Yes, I agree that an understanding of information needs is vital, and indeed is fundamental to the global healthcare information system ('evidence ecosystem') described on the HIFA website: https://www.hifa.org/about-hifa/hifa-vision-and-strategy There are multiple aspects: social and anthropological, as you mention, as well as issues of trust, hostility and the explosive potential of rumour and misinformation (fuelled by connectivity and social media). There is also a question of 'perceived needs' and 'actual needs' which I explored in a paper in Health Communication: Towards a Collective Understanding of the Information Needs of Health Care Providers in Low-Income Countries, and How to Meet Them. https://www.tandfonline.com/doi/full/10.1080/10810730.2012.666627
You give the example of false rumours about polio vaccination in Pakistan. Here, the rumours were not caused by health information providers (publishers, ministries of health, librarians...), but was famously related to many factors including the US CIA's efforts to track down Osama Bin Laden through a fake polio vaccination drive. To this day, polio vaccine murders are being murdured by fundamentalists. Fundamentalists have information needs too, and their needs can potentially be reached through religious leaders who are increasingly taking a stand to protect women and children.
In practice, I am not sure to what extent health information providers are able to base their work on 'scientific studies of the target populations'. I would be very interested to learn more about how the big players (such as WHO) use such research in their information and publication services. At the other end of the scale, how do small health information providers (for example, local NGOs) use such studies? A related question is: What is the place of previous research vis a vis specific needs assessments? How often are either approach used, and what are their strengths/limitations?
More generally, what *do* we know about the healthcare information needs of different user groups (general public, health workers, policymakers)?

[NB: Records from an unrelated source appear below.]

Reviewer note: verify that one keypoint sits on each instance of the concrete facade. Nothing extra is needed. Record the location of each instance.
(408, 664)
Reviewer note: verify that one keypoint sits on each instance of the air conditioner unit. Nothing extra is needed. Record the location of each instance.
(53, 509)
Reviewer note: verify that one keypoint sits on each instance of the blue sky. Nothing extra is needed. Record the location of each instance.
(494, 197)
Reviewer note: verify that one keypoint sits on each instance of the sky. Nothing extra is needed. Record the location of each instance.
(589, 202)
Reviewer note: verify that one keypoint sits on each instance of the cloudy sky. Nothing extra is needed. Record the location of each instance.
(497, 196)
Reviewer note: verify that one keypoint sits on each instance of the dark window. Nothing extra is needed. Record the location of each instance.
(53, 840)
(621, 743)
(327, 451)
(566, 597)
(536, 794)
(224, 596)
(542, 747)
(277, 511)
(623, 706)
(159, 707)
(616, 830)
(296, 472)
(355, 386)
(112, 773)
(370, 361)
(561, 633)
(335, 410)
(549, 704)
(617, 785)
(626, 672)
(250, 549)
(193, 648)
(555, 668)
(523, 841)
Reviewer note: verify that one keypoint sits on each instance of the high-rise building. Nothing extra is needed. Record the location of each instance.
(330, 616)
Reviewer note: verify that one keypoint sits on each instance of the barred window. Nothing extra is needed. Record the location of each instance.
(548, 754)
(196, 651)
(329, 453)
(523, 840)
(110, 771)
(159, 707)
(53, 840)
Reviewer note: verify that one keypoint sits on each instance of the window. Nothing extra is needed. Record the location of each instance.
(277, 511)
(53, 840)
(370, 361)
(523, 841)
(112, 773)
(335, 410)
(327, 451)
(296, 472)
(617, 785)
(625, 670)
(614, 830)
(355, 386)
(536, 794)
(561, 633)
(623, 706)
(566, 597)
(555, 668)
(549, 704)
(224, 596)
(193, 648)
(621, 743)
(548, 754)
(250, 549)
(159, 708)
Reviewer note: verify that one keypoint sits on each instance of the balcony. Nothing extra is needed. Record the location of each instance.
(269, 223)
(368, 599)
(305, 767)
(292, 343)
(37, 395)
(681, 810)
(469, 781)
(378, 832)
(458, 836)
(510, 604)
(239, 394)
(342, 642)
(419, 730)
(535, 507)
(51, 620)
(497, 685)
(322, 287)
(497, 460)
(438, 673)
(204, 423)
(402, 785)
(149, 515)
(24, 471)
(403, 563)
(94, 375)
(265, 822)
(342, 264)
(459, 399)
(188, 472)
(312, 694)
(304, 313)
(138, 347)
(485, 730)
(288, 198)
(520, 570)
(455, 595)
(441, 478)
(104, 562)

Whatever we are doing, I believe we continue to be failing the majority of the world's population. I give the example of parental knowledge about the treatment of acute diarrhoea in India. Back in 2005, the national DIstrict Health Survey reported that 4 in 10 children with diarrhoea are given less fluid than usual, when they should be given more. The latest DHS (2015/2016) found that 'more than half of children with acute diarrhoea receive less to drink than normal (and one in 20 receive no fluids at all), thereby tragically increasing their risk of death. The survey also showed that 1 in 5 children with diarrhoea seen by a health worker are inappropriately given antibiotics.' This suggest that, if anything, the situation is getting worse with regards to parental basic healthcare knowledge to treat child diarrhoea. This is an indictment of the global health community.
It is also, I concede, an indictment of HIFA. In reality, bringing people together on online forums to discuss aspects of healthcare information will never be sufficient to achieve our vision of Healthcare Information For All: a world where every person has access to the reliable healthcare inforamtion they need to protect their own health and the health of others.
To do this, we need to up our game. Earlier this year Global Healthcare Information Network (the small non-profit that administers HIFA) was admitted into official relations with the World Health Organization. We have a compelling Strategic Plan 2022-2024, where our number 1 priority is to "Convene key stakeholders to develop a Global Action Plan on Universal Access to Reliable
Healthcare Information". It's time for us to build on our past successes, our 20,000 HIFA membership base and our 400+ supporting organisations, and secure high-level political commitment.
There is no doubt that an understanding of the many aspects of healthcare information needs - and how to meet them - will be central to the initial situation analysis that is required. I invite HIFA members to share their experience and examples of publications that can help us in this direction.